While the UK’s recent clean energy auction secured a record amount of offshore wind projects, there’s more to be done to sustain this investment momentum, says Samuel Pachoud

The results of the recent clean energy auction – Contracts for Difference Allocation Round 7, or AR7 – were heralded by the government as a “monumental step” towards ending the UK’s reliance on volatile fossil fuels. And understandably so.

The auction secured a record-breaking 8.4 gigawatts of offshore wind projects, marking the biggest single procurement of the renewable energy source in UK and European history. To put this into wider context, recent EY analysis showed that around six gigawatts would have been enough to keep the UK on track for its Clean Power 2030 target of 95 per cent low-carbon electricity by the end of the decade.
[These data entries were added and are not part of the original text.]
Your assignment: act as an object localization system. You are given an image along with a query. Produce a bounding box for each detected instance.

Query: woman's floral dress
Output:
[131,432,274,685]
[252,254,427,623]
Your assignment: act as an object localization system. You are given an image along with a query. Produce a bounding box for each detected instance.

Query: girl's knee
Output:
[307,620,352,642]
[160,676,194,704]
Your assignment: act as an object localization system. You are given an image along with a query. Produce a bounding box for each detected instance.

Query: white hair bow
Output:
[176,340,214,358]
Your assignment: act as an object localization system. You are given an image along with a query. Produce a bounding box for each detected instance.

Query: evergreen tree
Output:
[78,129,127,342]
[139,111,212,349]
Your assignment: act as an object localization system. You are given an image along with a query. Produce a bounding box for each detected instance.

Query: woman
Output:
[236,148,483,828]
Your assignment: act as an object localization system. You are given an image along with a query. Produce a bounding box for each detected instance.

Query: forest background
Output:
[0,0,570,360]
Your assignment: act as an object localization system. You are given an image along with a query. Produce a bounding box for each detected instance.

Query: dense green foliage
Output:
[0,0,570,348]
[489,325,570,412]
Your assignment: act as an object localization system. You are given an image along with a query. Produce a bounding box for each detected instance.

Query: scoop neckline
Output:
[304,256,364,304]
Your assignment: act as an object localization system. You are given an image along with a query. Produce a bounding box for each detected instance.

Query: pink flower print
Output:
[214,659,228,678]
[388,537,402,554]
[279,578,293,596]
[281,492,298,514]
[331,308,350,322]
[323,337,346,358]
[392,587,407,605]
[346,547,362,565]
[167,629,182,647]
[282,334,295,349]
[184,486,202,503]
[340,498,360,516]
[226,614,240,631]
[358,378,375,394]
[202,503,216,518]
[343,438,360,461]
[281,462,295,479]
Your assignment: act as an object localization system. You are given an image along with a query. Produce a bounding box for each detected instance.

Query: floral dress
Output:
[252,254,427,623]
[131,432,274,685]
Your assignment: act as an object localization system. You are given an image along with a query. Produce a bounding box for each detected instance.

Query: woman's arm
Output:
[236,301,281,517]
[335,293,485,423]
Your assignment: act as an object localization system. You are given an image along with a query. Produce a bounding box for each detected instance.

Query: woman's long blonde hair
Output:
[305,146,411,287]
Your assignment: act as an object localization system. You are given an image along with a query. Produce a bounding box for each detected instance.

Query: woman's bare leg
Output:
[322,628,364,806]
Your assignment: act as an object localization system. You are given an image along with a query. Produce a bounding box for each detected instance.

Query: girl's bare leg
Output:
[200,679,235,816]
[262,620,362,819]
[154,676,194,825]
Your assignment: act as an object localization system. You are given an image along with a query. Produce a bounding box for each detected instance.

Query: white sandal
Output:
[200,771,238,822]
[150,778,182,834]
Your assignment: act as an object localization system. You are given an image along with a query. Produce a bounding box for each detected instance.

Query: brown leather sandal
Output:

But, while this is clearly a step in the right direction, success isn’t guaranteed.

Momentum must be maintained in both progressing these projects and attracting new ones. The high cost of capital, exacerbated bygeopolitical uncertainty, rising supply chain costs and elevated gilt prices, is impacting what prospective investors are willing to pay – particularly in projects involving capital-intensive technologies like offshore wind. It’s important that the public and private sectors work together to ensure that UK energy infrastructure continues to offer viable, timely returns on investment for global developers.

Accelerate delivery

Planning process delays have long been a bugbear of investors and energy asset operators alike. A combination of under-resourced local planning authorities, complex, often outdated regulatory frameworks and variable volumes of speculative grid connection applications has contributed to this sluggishness.
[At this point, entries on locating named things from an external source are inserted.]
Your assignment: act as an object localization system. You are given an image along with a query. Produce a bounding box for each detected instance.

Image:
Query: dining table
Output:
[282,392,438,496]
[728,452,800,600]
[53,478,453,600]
The government has made progress in accelerating energy projects through the planning and connectivity phase. But more could still be done, including reforming consultation to reduce duplicative necessary steps, introducing fast-track routes based on strategic energy plans, and improving grid connection coordination by aligning planning and scheduled grid upgrades. Improving the speed of project delivery would benefit the UK’s power mix and reinforce the UK’s attractiveness to potential investors by demonstrating a swift return on capital.

Embrace proven alternative financing models

EY recently analysed the UK’s pipeline of national infrastructure and capital projects scheduled to commence or complete by 2040 and concluded that government funding could realistically only cover half the bill. Based on the analysis, the UK needs up to £817bn in additional capital to meet its confirmed infrastructure targets – including those related to energy – over the next 15 years.

The contracts for difference auctions, which have seen the record-breaking offshore wind allocation round swiftly followed by a new wave of onshore wind and solar energy projects, already provide a framework for private sector capital to contribute to UK infrastructure priorities. But it’s clear that further routes should be opened to turn the UK’s steady stream of energy investment into a strong pipeline.

The government could look to some of the alternative financing and investment models that have worked successfully on individual projects worldwide for inspiration, from value capture models in Japan to charging models in Austria.

Emphasise policy stability

Cementing domestic stability, particularly as the turbulent global economy and geopolitical landscape continue to evolve, will also be crucial to securing the future of renewables investment.

While the government has made strides through the formation of the Modern Industrial Strategy and initiatives such as the Corporate Tax Roadmap, there’s an opportunity to build on this further within the energy sector specifically. This could be achieved by ensuring there is cross-party alignment, providing greater transparency and consistency with energy and technology contracts for difference allocation rounds, and providing regular visibility of progress against the Government’s objectives.

CP30 is an ambitious and impressive target. But all is far from lost if it is missed by a few gigawatts, or more. What matters most is maintaining a bold, credible timeline and trajectory. Positive momentum has the potential to buoy investor confidence and supercharge successful energy projects for years to come.